В доме стало шумно, ярко от красных плакатов и вонько от новеньких керосиновых ламп, засмердело табачищем, зазвенело матом и коммунизмом. Орька допоздна оставалась в школе, мыла полы, подклеивала учебники, лишь бы учительше угодить, утрами затемно прибегала топить печку. Классы-то маленьки, школа вся – две комнаты, тут кержаки в царско время молельну избу держали. В закуте раздевалка – кованы гвозди еще с кержацких молений под одежу в стены набиты да печка так и стоит, сиротствует. Орька печку пожалела. Глину с песком размешала и чело подмазала, где потрескалось, золу после каждой топки выгребала. Бабкины травки, что осталось маленько, малину сушену да смородинный лист, приносила из дому и запаривала в чугунке, как чай. Пейте кто хочет. Учительша ничего – не гнала из школы, разрешала подсоблять, кивала. Сухариков давала за намыты полы, а то пирожка с морковкой. Вечерами Орька дома сначала жалась в дедовом углу за печкой, потому что «за квартеру» жена уполномоченного давала ей по куску хлеба в день и плескала то супцу, то каши. Терпеть можно.
Но восьмого марта ихний сынок-комсомолец сначала разъяснял Орьке про немок Розу и Клару, а потом зажал в печном углу – давай-ка и мы с тобой насчет свободной любви, пока меня в солдаты не забрали! Как задрал подол, так Орька вырвалась и сбежала. А жена уполномоченного ее вдогон поленом по хребту:
– Паскуда малолетня! Черту кочерга! Икота белоглаза! Черту робишь, вот он тебе требуху и шевелит, чтоб задарма не жить!
Нет на свете ни свободы, ни любви. Только погань человечья.

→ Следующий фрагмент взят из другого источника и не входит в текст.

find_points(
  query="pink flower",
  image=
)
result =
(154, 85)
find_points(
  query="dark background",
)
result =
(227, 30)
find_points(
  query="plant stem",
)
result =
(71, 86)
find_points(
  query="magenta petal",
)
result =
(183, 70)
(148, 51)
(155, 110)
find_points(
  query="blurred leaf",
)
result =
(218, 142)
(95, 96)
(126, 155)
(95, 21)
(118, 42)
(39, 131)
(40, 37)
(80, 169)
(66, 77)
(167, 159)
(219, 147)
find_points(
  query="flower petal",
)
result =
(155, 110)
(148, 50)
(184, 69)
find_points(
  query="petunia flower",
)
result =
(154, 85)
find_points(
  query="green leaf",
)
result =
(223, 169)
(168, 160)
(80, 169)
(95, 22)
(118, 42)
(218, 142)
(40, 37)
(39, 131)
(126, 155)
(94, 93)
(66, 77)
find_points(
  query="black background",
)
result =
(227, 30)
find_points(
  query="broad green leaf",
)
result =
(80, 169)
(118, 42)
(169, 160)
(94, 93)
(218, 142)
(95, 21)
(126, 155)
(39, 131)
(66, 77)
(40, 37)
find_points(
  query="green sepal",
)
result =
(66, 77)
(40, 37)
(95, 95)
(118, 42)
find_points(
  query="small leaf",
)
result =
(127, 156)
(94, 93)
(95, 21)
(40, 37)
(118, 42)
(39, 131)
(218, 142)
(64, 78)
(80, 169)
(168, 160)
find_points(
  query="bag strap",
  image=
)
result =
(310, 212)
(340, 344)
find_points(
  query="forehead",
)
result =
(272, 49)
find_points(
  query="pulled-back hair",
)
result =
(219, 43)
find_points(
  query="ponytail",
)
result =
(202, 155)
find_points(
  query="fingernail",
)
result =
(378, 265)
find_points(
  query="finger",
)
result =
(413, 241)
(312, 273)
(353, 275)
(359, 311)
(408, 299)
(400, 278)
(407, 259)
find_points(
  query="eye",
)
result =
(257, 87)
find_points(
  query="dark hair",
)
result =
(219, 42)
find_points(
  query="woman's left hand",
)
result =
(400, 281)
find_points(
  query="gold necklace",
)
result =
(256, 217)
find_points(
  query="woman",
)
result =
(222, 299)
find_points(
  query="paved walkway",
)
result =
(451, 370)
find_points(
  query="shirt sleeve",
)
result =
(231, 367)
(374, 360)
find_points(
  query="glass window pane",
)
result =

Спина заболела – жуть, аж зубы скрипят. Собрала одежу последние ремки, чем добры люди побрезговали, даже братовы штаны рваные, сарафанишко материн да шалюшку, да бабкин светец, да последний пучок зверобоя, и ушла в школу насовсем. Стала спать на печке, шубенку подстелив. Материной шалюшки хватало накрыться, если калачиком. Зато тепло. И тихо. Учительша все сама поняла – видела этого комсомольца порелого, как он девок мнет у всех на виду, – а все как не видят, глаза в землю. Спросила только:
– Кержакова, тебе годов-то сколько? Двенадцать? Ах, только будет… Ну, живи тут. Советско государство детей не бросает.
После пяти школа пустела, учительша уходила, и Орька, за сухари и кашу проверив тетрадки первышат, а то и второй класс, допоздна сидела с книжками. Теперь все уроки на пятерку. Тепло, хорошо. За окном вьюга, а тут печка и светец в уголку…
Война с Финляндией в середине марта кончилась, теперь надо дальше жить, брата Наума ждать… Как потеплело и не надо стало топить – так пришли белые ночи, и она, наскоро сварив себе щей из молодых сныти и крапивы, пряталась ото всех на школьном чердаке. И спала там же. Сны снились такие яркие, что поутру елки в слуховом окошке казались ненастоящими. И люди внизу – тоже.
Раз приснилось, что она живет в мире, где людям тесно, как зерну в крупорушке. А ей пошибка подарила златой терем на высокой горе над синим морем. Внизу люди теснятся, чем ниже, тем им теснее, в море как червяки они, и от них море мутно, грязно. Орька одна как на облаках, расхаживает по золотым покоям, только лакеи норовят угодить. Пошибка материным голосом спрашивала, скаля череп, всем ли она, родненькая, довольна? И чего бы ей хотелось?
– Мороженого!
– Черносмородинного, малинового, ананасного?
– Всего!
Орька знала про мороженое из книжки какой-то школьной, чего вдруг вспомнилось? Какое оно?